Bernard avait besoin de repos ; il se laissa aller à ce climat délétère. Loba le voulait ; il se laissa aimer. Elle n’avait rien perdu de sa beauté, ni de son ardeur, en dépit des quelques marques que l’âge avait pu inscrire sur son visage et son corps. Elle entretenait soigneusement ce physique irréprochable qu’elle baignait régulièrement dans du lait d’ânesse, se lavait le visage au lait de fève, se fardait avec soin. Du rouge de safran sur les joues, du bleu sur les paupières. Narcisse, sarcocolle, bourrache, poudre d’argent la paraient et la parfumaient. Ses lourdes boucles rousses encadraient son visage avec art, en soulignant l’ovale. Elle aimait le luxe des bijoux et des vêtements. Son cou, ses bras, ses doigts s’ornaient de colliers d’or fin, de bracelets d’argent, de bagues aux pierres précieuses. Elle traînait derrière elle la longue queue de son riche surcot et n’avait jamais assez de capes, de garnaches, de gonelles. Elle ne se vêtait que de soie de cendal et, pour lutter contre les rigueurs de l’hiver, ajou tait à ses manteaux des fourrures d’hermine, de vair et d’écureuil. Se moquant éperdument des lois somptuaires qui déconseillaient le faste et exigeaient la pudeur, elle montrait généreusement ses seins qu’elle avait gardés superbes.
Bernard le guerrier se laissa aller à tout ce luxe, à cette mollesse. La chair de Loba avait une grande douceur, sa peau, un goût de miel. À lui qui n’avait connu depuis des années que la rude couche du soldat et le réduit du fuyard, cette pause semblait un paradis. Loba lui offrait un amour total, sauvage, qui associait la brutalité de la bête aux raffinements orientaux. Il s’abandonna aux splendeurs de Cabaret comme Ulysse entre les bras de la nymphe Calypso.

« Tu restes insatisfait, mon beau chevalier, lui dit-elle après une nuit de plaisir. Que te manque-t-il ici ? Songes-tu à me quitter, à partir pour l’Italie avec tous ces Parfaits et ces Bonnes Femmes vêtus de noir et tristes à mourir ?
— Quelle cathare es-tu donc ? Tu te moques bien de ton salut.
— Que nenni, mon doux seigneur ! Je rends des hommes heureux.

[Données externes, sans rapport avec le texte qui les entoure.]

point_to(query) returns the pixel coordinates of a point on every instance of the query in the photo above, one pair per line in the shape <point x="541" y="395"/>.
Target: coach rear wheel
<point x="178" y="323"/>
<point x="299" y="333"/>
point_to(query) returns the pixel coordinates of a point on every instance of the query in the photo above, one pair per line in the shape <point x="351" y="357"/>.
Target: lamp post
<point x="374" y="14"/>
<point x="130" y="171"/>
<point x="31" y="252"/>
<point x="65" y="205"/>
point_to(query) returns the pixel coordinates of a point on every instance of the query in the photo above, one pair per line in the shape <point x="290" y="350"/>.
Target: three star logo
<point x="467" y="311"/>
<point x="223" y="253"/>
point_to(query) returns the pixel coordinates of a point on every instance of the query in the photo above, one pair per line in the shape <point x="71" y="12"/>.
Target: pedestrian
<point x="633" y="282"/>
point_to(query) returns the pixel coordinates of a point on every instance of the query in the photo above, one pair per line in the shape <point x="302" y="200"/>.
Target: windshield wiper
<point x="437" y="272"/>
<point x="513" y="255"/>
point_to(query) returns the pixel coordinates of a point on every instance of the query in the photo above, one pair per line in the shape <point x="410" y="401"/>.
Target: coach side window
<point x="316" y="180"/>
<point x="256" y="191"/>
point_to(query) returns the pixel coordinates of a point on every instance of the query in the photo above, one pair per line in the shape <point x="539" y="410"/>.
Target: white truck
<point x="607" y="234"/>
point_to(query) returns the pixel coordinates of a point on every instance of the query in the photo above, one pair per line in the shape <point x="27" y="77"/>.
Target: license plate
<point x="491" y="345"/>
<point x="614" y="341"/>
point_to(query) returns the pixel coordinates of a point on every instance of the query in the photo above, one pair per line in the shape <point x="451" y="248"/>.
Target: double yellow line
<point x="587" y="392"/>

Cela ne peut déplaire à Dieu et me sera compté pour ma prochaine réincarnation. »
Ses yeux pétillaient de malice et son sourire gourmand disait son peu d’intérêt pour la chose religieuse.
« Alix, mon épouse, aimait l’amour autant que toi. Elle était plus grande et plus vigoureuse. Mais elle était aussi croyante et sincère. Une croyante trop ardente, au point de m’abandonner pour rejoindre l’austérité des Parfaites. »

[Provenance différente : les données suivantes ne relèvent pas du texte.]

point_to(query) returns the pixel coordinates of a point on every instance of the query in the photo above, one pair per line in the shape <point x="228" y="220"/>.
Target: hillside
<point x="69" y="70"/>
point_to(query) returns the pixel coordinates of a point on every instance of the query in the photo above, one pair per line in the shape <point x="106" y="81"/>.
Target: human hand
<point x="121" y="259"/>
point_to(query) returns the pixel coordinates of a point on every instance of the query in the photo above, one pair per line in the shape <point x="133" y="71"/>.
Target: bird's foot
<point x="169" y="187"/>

Il s’en voulait soudain de parler d’elle au passé, comme si elle était morte.
« Alors ne pense plus à elle. Elle est perdue pour les plaisirs de l’amour et tu as trop de sang et de vigueur en toi pour songer à te faire moine. Reste avec moi ! Je suis celle qu’il te faut. » Elle le couvrit de caresses savantes, mit en oeuvre toute sa science de l’amour pour rejeter dans le passé le souvenir de cette épouse qui la défiait.

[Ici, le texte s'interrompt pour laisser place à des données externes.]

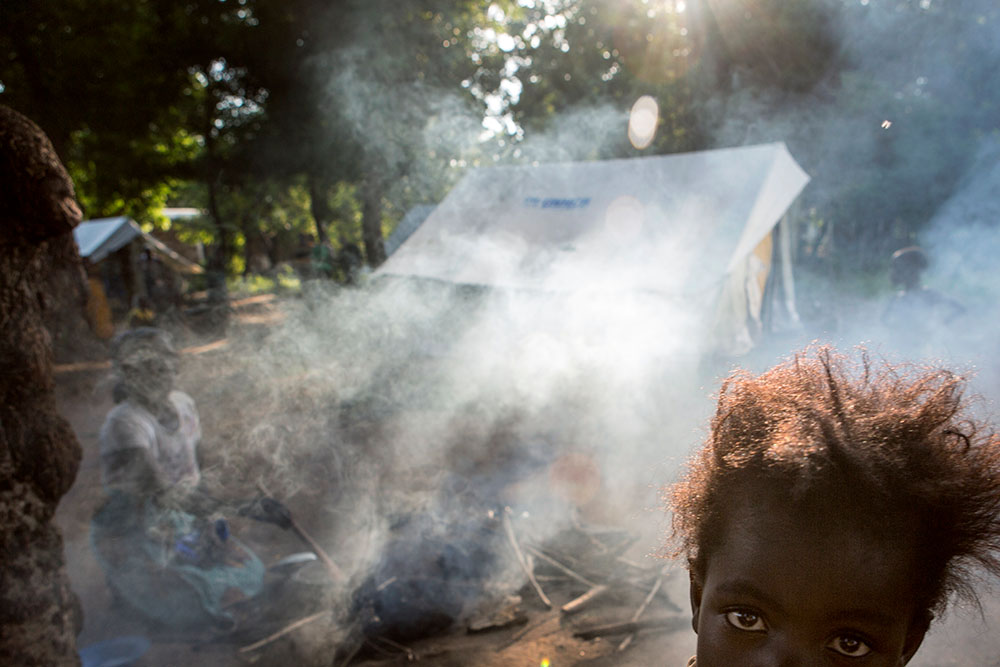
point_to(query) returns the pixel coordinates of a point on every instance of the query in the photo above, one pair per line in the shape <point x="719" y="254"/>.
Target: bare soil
<point x="963" y="638"/>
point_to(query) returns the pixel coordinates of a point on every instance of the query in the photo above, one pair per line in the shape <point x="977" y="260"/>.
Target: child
<point x="833" y="512"/>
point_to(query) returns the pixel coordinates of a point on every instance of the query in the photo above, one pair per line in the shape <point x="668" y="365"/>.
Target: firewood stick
<point x="509" y="529"/>
<point x="579" y="603"/>
<point x="627" y="627"/>
<point x="335" y="572"/>
<point x="282" y="632"/>
<point x="645" y="603"/>
<point x="560" y="566"/>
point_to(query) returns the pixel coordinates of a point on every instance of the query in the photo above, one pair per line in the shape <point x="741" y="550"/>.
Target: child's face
<point x="783" y="589"/>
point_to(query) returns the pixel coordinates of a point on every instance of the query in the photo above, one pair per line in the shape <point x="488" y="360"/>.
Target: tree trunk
<point x="222" y="250"/>
<point x="371" y="222"/>
<point x="319" y="206"/>
<point x="39" y="455"/>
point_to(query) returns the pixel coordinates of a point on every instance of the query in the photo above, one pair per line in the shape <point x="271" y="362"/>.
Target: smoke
<point x="418" y="404"/>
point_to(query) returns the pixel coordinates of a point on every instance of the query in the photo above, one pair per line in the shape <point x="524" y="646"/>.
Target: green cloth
<point x="171" y="566"/>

« Qu’allons nous devenir dans ce piège de Cabaret ? eut-il le temps de murmurer.
— C’est une bulle hors du temps. Le pape nous laisse tranquilles et les Français nous ont oubliés. C’est le royaume du plaisir dont tu peux être l’élu. Nous y vivrons heureux le reste de notre âge, jusqu’à ce que la mort survienne. »

Bernard s’oublia quelques mois auprès de Loba ; il aimait ses caresses, sa volupté, elle lui rendait force et courage. Mais il supportait mal l’autorité qui perçait sous son indolence. Elle l’aimait avec trop de violence ; ses petits jeux prenaient des allures perverses et la cruauté transparaissait parfois sous sa beauté. Auprès d’elle, l’amour ressemblait à la guerre. Il se lassa de ce simulacre.